If I Survive You ~ by Jonathan Escoffery

“Kaleidoscopic, urgent, hilarious, revelatory and like nothing you’ve read before. These are the stories that we never believed could be told, until Jonathan Escoffery told them.”  That’s from Marlon James, another Jamaican writer who was educated at the University of Minnesota and won the Booker back in 2005. This was for A Brief History of Seven Killings,  I loved that book and my review is on this site at https://mybecky.blog/2016/04/18/a-brief-history-of-seven-killings-by-marlon-james-x2/ . 


If I Survive You
By Jonathan Escoffery 
2022 /  (272 pages)
Read by Torian Brackett 8h 1m
Rating: 9 / contemp immigrant fiction 

If I Survive You is the debut novel of Jamaican author Jonathan Escoffey who, like Marlon James, was educated at the University of Minnesota and whose debut novel made it to the Short List for the very prestigious Booker Prize. (Winner to be announced November 26.) 

This delicious novel consists of 8 separate but interwoven short stories told in a generally chronological order, and sometimes featuring different members of a slightly extended immigrant family.  (In other words. it “reads like a novel.”) 

Every year in the US the “new release” shelves have a dozen or so very good immigrant novels. This seems to have gone on since the Europeans started settling here.  (Can I call it a diaspora?)   I always enjoy a really good immigrant story no matter who’s coming to the US. 

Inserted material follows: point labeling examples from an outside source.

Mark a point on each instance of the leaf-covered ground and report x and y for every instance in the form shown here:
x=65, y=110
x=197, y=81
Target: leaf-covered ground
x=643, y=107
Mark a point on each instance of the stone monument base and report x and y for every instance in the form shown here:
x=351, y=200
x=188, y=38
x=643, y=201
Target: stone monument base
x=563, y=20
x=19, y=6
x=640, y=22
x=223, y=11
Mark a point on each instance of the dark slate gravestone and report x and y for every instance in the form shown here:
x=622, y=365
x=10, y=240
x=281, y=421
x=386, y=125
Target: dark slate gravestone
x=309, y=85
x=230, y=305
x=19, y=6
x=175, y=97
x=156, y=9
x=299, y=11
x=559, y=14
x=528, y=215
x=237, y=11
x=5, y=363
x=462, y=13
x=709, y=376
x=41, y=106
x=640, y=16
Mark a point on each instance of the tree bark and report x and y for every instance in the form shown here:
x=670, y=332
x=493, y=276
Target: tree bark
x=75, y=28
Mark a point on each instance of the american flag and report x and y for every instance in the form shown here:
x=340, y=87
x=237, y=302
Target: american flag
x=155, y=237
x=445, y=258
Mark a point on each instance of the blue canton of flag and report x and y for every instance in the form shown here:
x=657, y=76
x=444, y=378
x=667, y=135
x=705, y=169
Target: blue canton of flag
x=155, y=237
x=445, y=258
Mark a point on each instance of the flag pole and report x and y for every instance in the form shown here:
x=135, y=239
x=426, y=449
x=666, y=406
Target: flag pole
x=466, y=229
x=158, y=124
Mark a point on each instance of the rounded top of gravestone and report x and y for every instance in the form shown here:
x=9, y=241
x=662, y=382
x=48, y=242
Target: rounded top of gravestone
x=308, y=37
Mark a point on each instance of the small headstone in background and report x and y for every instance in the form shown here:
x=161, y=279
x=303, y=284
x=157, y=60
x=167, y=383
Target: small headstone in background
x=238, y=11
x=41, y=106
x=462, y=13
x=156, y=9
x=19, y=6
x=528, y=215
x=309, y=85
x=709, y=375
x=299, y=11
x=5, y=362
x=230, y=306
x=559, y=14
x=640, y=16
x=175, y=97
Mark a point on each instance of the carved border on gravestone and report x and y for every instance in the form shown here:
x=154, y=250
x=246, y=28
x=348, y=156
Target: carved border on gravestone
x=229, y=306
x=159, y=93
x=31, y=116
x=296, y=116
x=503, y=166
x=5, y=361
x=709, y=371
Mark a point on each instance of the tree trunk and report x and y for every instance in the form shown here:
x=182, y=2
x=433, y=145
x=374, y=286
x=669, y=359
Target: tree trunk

The title of the book, If I Survive You, is wonderfully ambiguous because who in the world is/are “You”? At first it seems as if Trelawny is directing the comment to himself, the first person narrator who frequently talks or thinks to himself, asking and telling himself different things about the world and family. .  

The “Survive” part of the title is that as Trelawny’s stories unfold, they seem like one real, and almost existential, struggle after another both for him and for his family.  Kids from school, neighbors, parents, and then bosses, girlfriends, teachers, general buddies, the 2008 economy, and scam artists of one sort or another all present serious problems. His older brother, Delano, along with their father Topper, present some real difficulties for Trelawny and then there’s his cousin Cukie. Too often Trelawny has to survive Miami itself what with the weather and the hurricanes which tear through the coastal city disrupting the family’s lives, their home, and threatening the land itself. Surviving all this is neither simple nor easy.

The thing is, it’s never a sad book although quite unhappy and frazzled in places. Escoffery shows a joy in telling the stories in which he displays his talent for characterizations, word play with some ironic kind of humor thrown in. Yes, there is a lot of tragedy in the stories, but it’s never really “tragic” feeling.   

The opening story, In Flux, is a great kick-off for the following eight stories, Trelawny is about age 5 or 6 and has trouble fitting in with the kids around Miami as he was born shortly after his parents and brother immigrated from Kingston Jamaica where political violence had become a norm. There are many immigrants in Miami and they brown ones, like Trelawny, almost always speak Spanish; but not Trelawny. Jamaica’s official language is English, but they also speak a patois and have a distinct accent; but not Trelawny. So is Trelawny Black or White? It’s not the same distinction as it is in Jamaica, but in the US it’s considered quite important to virtually everyone.

Trelawny’s voice is the voice of the younger son of an immigrant couple from Jamaica who came with their first-born, Delano. Trelawny is born in south Florida where they buy a run-down house and fix it up a bit – see it blown to bits by Hurricane Andrew. 

It’s a nicely structured novel, with the essentially stand-alone stories ordered to create a loose story arc stretching over 30 years or so. But I think they are much better read in order

Torian Brackett does an excellent job of narrating – it added to my enjoyment.